This article is taken from the May 2025 issue of The Critic. To get the full magazine why not subscribe? Right now we’re offering five issues for just £10.
I will never not love a spot. Sartorial OCD being what it is, I can lay claim to 19 polka pieces. Were we to include accessories, matters would easily cavort beyond 30, beyond 40 were every last scarf inventoried. This season there are bound to be more, because dots are everywhere — be it catwalk or sidewalk — and we lifers must seize opportunity where we can.
Said polka pash has been bubbling up for a while. For the last couple of years, whether muted (Burberry) or flamenco (Proenza Schouler), the spot has dominated, with Marni, Prada, Miu Miu, Valentino, Dolce & Gabbana, Moschino, Marc Jacobs, Tory Burch and Sacai all gone dotty.
Back in spring 2023, the nonagenarian artist Yayoi Kusama exemplified her axiom, “With just one polka dot, nothing can be achieved”, by festooning Louis Vuitton stores across the globe — and London’s Harrods façade — with an outbreak of her signature spots to celebrate her latest Vuitton collaboration. Kusama’s thang is self-obliteration to become at one with the universe.
For, as she has opined: “Our earth is only one polka dot amongst a million stars in the cosmos. Polka dots are a way to infinity. When we obliterate nature and our bodies with polka dots, we become part of the unity of our environment.” So there’s that.
Now, I’m as self-obliterating as the next chap, but aren’t spots also just pure joy? Compare rival artist, Twilight’s Anna Kendrick’s, assertion: “You can’t have a bad day in polka dots.” This, my friends, is science. You just can’t. I say this as a depressive who routinely has a bad day sans spot.

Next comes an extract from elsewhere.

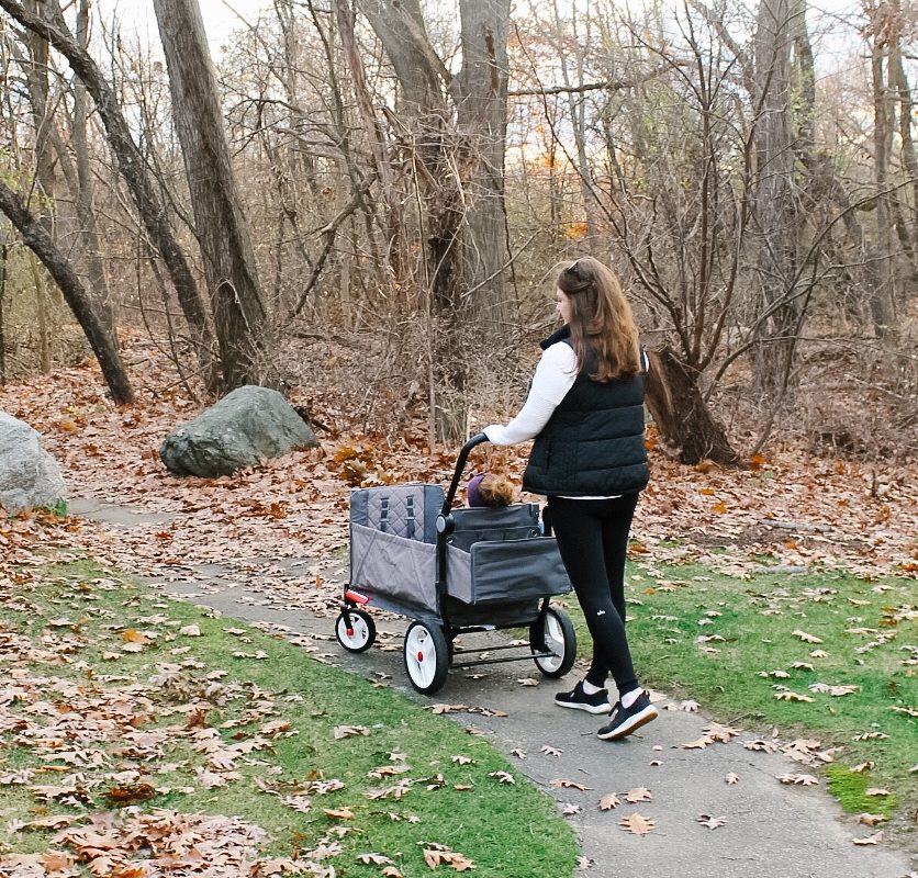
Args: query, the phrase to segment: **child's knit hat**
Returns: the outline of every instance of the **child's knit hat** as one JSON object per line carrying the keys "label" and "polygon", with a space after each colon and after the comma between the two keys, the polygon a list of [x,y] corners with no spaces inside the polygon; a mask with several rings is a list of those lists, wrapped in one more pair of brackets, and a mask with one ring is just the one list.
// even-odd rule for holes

The endorphin hit the polka dot provides is reflected in its hedonic heritage. Spots appeared on fabric before the Industrial Revolution.
However, the technology to create symmetrical dots on a large scale only arrived in the mid-1850s with the advent of the sewing machine. The fashionable classes could now purchase new ’fits every season, just as they could execute the latest steps — to the Czech peasant dance the polka.
If the waltz had shocked polite society with its racy degree of physical contact, how much more so this frenetic, entwined circling, from which the print’s frenetic circles took their name. Polkamania convulsed Europe, and its dots danced on.
Over the decades, they have never not proved lunatically cheering — this whether sported by Minnie Mouse and Shirley Temple, Marilyn Monroe and Audrey Hepburn, Twiggy and Goldie Hawn, or by Diana, Princess of Wales donning posh dots for Eighties Sloane mode, and Julia Roberts’ happy hooker emulating her to watch polo in 1990’s Pretty Woman.

Such a stalwart has the spot been that it feels rather ludicrous to say that it’s in vogue, even when it’s in Vogue — being not so much a perennial as a constant. Moreover, just as leopard print qualifies as a neutral for some women, so dots boast this status for others (moi).
In whatever context they find themselves, spots manage to be chic yet kitschily witty, their wearer unable to take themselves too seriously. Jaunty, sporting, forever fresh, they’ve long been a Gatsbyish cruise-wear staple: a peppy, preppy, gender-neutral faithful managing to feel both ordered and chaotic, retro and contemporary and never not full of glee.
Which is why, one might argue, they’re bustin’ out all over now, when doom, doom is the name of the global game, the apocalypse never not pending. Meanwhile, on Planet Fashion, the dot is a means of signifying that a wearer has danced on from quiet-luxury tedium and into something suggestive of interest, flamboyance, fun.
The spins right now are salacious rather than prim, knowing rather than naïve: all Dolce Vita sex siren, or Rive Gauche haute sleaze.
Then, there are a whole lot of Nineties slip dresses and skirts, plus other winning throwbacks such as Prada’s sequin-dotted slim tote (£1,530, mytheresa.com). Valentino’s take is as hotly desirable as it is extortionate — a bugger for those of us sans means. In the mid-market, quality can be poor (Reformation, The Kooples — I’m looking at you) so stick to Cefinn or Rixo.

On the high street, one could do a lot worse than head to M&S for its Polka Dot V-Neck Midaxi Tea Dress (£49.50), and/or the Nobody’s Child Polka Dot High-Neck Blouse (£65, marksandspencer.com).
Two further thoughts. First, pearls are Mother Nature’s own dots so rock ’em. Second, 2025’s animal prints are (the also très Nineties) zebra and cow. I’m deeming them spot-adjacent because too much is never enough.